Live vaccines prevent diseases like Measles, Mumps and Rubella. These diseases can affect people of all ages but especially those in schools or colleges. Complications from these diseases are more common in people like my son. He wants to be able to go to school, meet up with his friends and join in normal everyday activities for a boy his age. He needs those around him to have the MMR vaccine to protect themselves and those at risk like himself.

“Ar scáth a chéile a maireann na daoine”. (People depend on each other).

Michelle - HPV vaccine

My name is Rachel Fitzpatrick I live in Co Roscommon with my partner and 3 children, I have 3 younger sisters and a younger brother. My mums name was Michelle Fitzpatrick and she sadly passed away in 2010 after a battle with cervical cancer. My youngest sister Jemma was just 2 when my mum passed away.

My mums biggest fear was not her illness or dying, her biggest fear was not being able to protect my siblings and I. She was terrified my sisters and I would experience the same fate as her. She wanted to protect us from the horrible symptoms and pain she was experiencing. While undergoing treatment and attending doctor visits she found out about the HPV vaccine and how the HPV virus causes most cervical cancer.

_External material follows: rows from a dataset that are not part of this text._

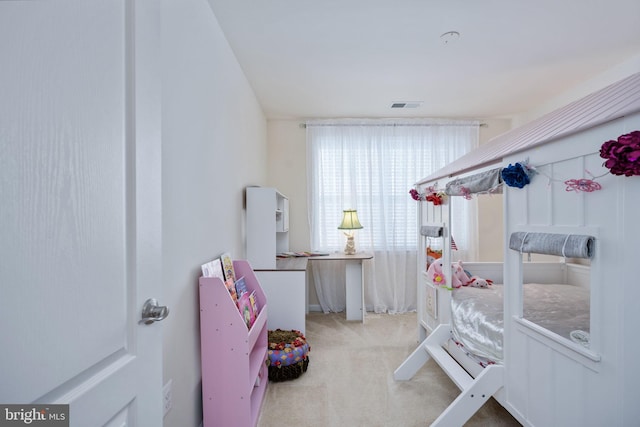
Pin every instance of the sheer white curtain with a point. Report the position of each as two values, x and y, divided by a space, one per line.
370 165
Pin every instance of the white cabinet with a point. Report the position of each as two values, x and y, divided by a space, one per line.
267 226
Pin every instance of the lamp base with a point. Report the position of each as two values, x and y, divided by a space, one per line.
350 249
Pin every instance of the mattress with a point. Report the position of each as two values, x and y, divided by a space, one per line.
478 322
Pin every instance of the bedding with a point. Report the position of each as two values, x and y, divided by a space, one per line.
478 323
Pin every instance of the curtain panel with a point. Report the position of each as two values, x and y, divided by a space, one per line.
370 165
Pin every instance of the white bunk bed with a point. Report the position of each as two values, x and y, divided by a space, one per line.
545 379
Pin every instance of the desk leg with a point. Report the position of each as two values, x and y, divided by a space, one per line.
354 288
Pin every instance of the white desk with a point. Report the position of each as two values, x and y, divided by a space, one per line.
354 281
286 288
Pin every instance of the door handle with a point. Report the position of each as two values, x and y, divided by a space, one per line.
153 312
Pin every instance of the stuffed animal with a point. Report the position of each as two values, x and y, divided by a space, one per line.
458 276
435 274
479 282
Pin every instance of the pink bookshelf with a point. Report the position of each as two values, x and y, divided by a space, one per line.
234 370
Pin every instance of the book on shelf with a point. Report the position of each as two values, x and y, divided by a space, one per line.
227 266
241 287
244 306
213 269
253 299
231 287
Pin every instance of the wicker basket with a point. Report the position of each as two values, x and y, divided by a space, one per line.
288 355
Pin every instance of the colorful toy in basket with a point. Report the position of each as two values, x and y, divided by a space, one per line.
288 355
459 276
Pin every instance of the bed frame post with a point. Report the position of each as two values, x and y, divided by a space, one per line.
490 380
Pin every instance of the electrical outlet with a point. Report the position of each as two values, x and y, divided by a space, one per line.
166 397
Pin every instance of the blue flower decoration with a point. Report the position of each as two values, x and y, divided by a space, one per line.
515 175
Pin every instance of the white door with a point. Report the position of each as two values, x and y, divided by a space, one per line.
80 228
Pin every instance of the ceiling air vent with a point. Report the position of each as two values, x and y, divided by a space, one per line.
408 104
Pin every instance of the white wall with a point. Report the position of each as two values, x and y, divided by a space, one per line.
612 75
214 145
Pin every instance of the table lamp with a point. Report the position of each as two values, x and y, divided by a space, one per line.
350 222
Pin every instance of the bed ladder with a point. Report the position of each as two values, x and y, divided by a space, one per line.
475 391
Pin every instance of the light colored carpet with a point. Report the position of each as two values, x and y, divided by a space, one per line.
350 382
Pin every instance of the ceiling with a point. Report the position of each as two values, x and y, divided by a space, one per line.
355 58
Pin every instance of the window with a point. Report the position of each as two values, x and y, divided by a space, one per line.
370 166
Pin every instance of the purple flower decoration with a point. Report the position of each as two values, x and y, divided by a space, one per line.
515 175
415 195
623 155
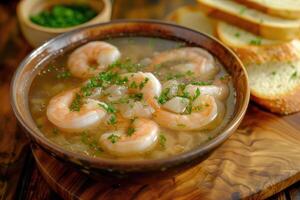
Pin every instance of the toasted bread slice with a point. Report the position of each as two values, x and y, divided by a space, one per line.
282 8
276 86
192 17
253 49
270 27
267 78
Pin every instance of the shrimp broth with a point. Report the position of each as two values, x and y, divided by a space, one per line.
122 101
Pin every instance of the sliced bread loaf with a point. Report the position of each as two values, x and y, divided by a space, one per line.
276 86
253 49
282 8
270 27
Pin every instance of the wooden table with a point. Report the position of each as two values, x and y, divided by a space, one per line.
19 176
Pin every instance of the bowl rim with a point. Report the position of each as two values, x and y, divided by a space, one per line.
102 15
47 144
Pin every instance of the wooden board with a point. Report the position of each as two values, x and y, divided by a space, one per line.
259 160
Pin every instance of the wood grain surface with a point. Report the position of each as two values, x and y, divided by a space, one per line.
259 160
19 182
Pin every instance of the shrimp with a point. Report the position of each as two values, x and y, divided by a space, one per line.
204 111
193 59
59 113
142 139
219 90
92 58
147 84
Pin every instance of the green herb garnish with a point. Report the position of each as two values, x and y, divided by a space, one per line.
242 10
237 34
112 120
55 131
91 143
63 75
143 83
137 96
108 107
62 16
294 75
76 103
130 131
163 97
201 83
113 138
162 140
256 41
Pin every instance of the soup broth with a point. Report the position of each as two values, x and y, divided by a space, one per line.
155 99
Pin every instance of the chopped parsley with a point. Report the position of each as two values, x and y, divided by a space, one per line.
143 83
113 138
201 83
112 120
181 125
171 76
209 138
133 85
237 34
108 107
91 143
130 131
137 96
256 41
294 75
55 131
76 103
163 97
242 10
126 65
180 45
63 75
273 73
197 94
162 140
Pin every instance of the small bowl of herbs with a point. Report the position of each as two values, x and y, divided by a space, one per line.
41 20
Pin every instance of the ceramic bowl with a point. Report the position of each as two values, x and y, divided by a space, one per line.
36 34
67 42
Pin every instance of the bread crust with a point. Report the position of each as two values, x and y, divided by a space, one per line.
285 104
258 54
270 53
285 13
258 28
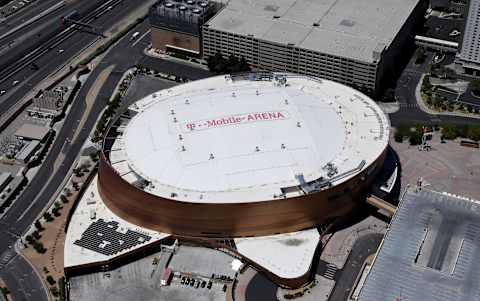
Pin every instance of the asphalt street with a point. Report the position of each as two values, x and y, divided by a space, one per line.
409 112
37 194
25 40
345 278
52 60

She headed a pressure campaign in 2009 and went public with her illness to get the government to introduce the HPV vaccine. She spoke to journalists, radio stations and politicians to raise awareness of cervical cancer and the importance of the HPV vaccine.  

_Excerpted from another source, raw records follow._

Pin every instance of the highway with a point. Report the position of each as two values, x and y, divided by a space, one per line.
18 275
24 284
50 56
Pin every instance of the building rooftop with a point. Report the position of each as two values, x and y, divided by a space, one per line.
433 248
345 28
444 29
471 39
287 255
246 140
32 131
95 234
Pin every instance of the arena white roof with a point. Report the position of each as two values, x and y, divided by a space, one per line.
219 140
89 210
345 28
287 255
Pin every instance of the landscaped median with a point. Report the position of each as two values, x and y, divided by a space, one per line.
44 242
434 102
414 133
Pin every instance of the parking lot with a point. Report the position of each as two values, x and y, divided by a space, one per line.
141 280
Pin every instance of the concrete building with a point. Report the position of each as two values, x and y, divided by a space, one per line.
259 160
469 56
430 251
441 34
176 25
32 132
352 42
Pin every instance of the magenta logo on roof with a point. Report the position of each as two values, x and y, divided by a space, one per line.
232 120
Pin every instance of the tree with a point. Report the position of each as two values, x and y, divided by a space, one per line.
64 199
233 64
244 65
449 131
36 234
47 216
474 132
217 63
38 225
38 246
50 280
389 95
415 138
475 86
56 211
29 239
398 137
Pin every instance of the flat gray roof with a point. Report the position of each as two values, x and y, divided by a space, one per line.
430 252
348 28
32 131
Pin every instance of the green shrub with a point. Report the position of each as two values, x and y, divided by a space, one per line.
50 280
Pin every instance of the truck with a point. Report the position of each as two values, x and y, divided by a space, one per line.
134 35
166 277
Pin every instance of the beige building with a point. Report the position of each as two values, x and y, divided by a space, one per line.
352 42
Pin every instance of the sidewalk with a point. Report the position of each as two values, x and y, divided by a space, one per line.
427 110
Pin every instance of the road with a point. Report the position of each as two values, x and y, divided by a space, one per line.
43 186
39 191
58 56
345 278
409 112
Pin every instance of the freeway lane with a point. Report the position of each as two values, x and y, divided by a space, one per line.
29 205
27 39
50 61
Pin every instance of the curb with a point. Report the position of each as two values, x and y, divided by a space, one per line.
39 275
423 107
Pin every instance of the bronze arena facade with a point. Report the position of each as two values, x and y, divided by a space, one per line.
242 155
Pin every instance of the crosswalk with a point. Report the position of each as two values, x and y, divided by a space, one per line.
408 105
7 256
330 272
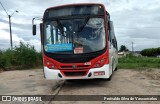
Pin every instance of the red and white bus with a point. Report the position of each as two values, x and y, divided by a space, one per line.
78 42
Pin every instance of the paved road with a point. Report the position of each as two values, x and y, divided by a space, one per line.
124 82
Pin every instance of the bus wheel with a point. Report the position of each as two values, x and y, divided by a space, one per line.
109 79
116 69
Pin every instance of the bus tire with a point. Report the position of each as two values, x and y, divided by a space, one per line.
116 69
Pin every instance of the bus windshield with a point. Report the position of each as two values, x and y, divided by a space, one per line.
74 36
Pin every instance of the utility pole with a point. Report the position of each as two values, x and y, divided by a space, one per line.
9 16
132 47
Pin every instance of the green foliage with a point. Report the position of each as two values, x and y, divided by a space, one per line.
150 52
123 48
132 62
24 56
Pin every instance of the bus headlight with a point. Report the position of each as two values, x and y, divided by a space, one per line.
100 63
49 64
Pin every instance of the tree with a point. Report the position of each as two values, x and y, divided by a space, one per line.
123 48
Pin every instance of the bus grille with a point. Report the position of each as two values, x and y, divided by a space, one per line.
80 73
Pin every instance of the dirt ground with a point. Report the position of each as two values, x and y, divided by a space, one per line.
124 82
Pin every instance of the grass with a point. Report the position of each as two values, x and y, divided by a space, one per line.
131 62
23 57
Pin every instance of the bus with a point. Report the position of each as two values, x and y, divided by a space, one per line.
78 42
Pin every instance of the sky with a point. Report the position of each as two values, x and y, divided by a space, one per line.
136 21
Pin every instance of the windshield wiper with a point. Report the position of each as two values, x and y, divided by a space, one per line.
85 23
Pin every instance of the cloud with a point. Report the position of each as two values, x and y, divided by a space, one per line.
134 20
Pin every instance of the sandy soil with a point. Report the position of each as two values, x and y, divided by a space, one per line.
124 82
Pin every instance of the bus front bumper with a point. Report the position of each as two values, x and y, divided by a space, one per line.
56 74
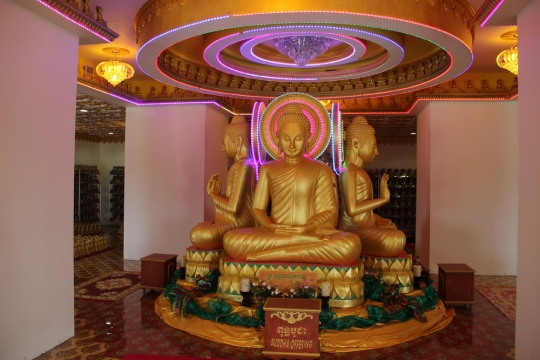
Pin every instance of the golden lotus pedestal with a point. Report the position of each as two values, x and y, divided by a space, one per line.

In 2010, Trinity College offered the vaccine to all female students at half price and then it was announced that the HPV Vaccine would be made available to all first year female students from September 2010.  This made mum so happy.

Our youngest sister Jemma started 1st year this September and will be receiving the vaccine that our mum put so much work and effort ensuring that it would be made available to her.

Jemma is already living with the consequences of cervical cancer, but with regular smears and the HPV vaccine she will be protected. 

My message to parents who children are eligible for the vaccine is to please think of my mum and Laura Brennan’s stories when you are making your decision to vaccinate.

We are so proud of our mum and her legacy which has saved thousands of lives and will save thousands more.


In the 1940s, a child from next door died from Diphtheria.

Measles is a very debilitating disease. My children all suffered from it but thankfully, they had no lasting effects.

80 years ago people did not have access to vaccines how glad they would have been if they had.